Nous discutons agréablement; nous faisons connaissance: après tout, je ne le connais que comme commentateur de mon blog et participant des lectures de L'Amour l'Automne chez Rémi, nous n'avons jamais eu l'occasion de nous parler plus de cinq minutes d'affilé.

Nous assistons à La Légende du grand Inquisiteur.
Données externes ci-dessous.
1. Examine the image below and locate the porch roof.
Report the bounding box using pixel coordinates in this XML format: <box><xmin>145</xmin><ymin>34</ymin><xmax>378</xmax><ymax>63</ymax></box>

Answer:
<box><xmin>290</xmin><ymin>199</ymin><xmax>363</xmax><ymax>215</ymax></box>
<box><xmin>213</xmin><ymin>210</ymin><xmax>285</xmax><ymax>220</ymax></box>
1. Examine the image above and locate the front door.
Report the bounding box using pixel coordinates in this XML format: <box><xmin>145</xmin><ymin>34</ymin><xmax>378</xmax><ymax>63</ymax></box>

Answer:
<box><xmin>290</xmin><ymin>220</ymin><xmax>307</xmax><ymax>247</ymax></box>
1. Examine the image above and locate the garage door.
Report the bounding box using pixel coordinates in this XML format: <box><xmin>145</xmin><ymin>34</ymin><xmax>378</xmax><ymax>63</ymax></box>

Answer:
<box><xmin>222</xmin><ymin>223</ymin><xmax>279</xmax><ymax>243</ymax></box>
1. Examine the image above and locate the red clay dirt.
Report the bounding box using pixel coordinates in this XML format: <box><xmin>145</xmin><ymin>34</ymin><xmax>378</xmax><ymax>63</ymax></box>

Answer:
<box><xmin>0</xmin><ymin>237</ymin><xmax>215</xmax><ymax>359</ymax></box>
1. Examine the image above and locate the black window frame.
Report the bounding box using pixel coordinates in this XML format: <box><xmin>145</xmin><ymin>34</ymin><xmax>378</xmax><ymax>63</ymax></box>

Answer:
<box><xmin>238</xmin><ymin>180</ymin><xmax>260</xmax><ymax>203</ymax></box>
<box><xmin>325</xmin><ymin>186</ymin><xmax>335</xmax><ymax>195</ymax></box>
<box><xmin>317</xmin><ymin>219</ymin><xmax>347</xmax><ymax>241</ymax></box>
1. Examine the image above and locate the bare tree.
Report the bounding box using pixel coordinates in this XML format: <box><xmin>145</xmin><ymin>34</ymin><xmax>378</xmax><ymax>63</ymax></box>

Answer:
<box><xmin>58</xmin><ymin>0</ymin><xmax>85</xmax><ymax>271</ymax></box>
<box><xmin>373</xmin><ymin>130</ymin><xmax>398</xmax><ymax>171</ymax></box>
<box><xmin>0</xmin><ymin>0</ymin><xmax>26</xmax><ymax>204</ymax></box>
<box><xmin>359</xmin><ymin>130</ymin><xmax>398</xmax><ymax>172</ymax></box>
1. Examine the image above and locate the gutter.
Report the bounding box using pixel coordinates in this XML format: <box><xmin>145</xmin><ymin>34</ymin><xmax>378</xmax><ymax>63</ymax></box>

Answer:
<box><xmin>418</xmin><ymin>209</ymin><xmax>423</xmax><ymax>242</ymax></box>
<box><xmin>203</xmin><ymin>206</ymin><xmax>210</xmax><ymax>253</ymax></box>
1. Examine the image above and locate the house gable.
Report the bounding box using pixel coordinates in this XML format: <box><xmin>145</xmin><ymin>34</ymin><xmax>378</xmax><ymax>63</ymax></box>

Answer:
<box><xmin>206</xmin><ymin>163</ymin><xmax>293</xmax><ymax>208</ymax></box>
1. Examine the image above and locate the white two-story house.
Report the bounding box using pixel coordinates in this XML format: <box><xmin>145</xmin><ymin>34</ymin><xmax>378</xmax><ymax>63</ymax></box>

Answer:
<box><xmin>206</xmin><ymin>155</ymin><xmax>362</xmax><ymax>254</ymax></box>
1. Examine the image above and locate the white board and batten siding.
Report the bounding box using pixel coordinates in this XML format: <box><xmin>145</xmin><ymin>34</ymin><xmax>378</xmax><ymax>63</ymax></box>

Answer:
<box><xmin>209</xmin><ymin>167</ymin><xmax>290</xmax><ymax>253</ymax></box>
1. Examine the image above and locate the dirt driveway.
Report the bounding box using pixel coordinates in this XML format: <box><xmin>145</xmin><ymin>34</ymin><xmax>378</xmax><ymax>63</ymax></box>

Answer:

A la fin de la représentation, moment d'hésitation. Avec mon célèbre sens des relations sociales, j'hésite à aller me présenter, je sais (via FB) qu'une amie de Benoît est dans la salle, j'ai peur de déranger, de m'imposer. Seul le fait de savoir qu'il me sera impossible d'expliquer ensuite pourquoi je ne suis pas allée me présenter me décide à y aller. Je balbutie quelques mots à genou en aidant à éteindre les bougies.

On s'est bien amusé.

Nous avons évoqué la mémoire comme muscle, le costume d'inquisiteur taillé sur mesure (et le nombre de boutons), la tricherie au niveau du chapeau (les deux pompons remplacés par une ganse 2, la possibilité que Benoît prenne feu (le bûcher grandeur nature, la vengeance de Jésus, «Il revient et il n'est pas content»); le théâtre aujourd'hui qui ne «ne sent plus assez le cul», Cécile Sorel qui jouait au Français puis terminait sa soirée en descendant les marches des Folies Bergères, les danseuses des Folies Bergères (danseuses ou pas? (Sajani, danseuse, faisait la moue)), la possibilité de jouer la suite du Grand inquisiteur ou une adaptation des Discussions obstinées 3 dans un filet façon Théâtre des deux boules 4, l'organisation d'un happening à Bruxelles pour surprendre Jean-Yves en tee-shirt "Pranchère lovers" (j'ai songé confier cette organisation à Naoki),…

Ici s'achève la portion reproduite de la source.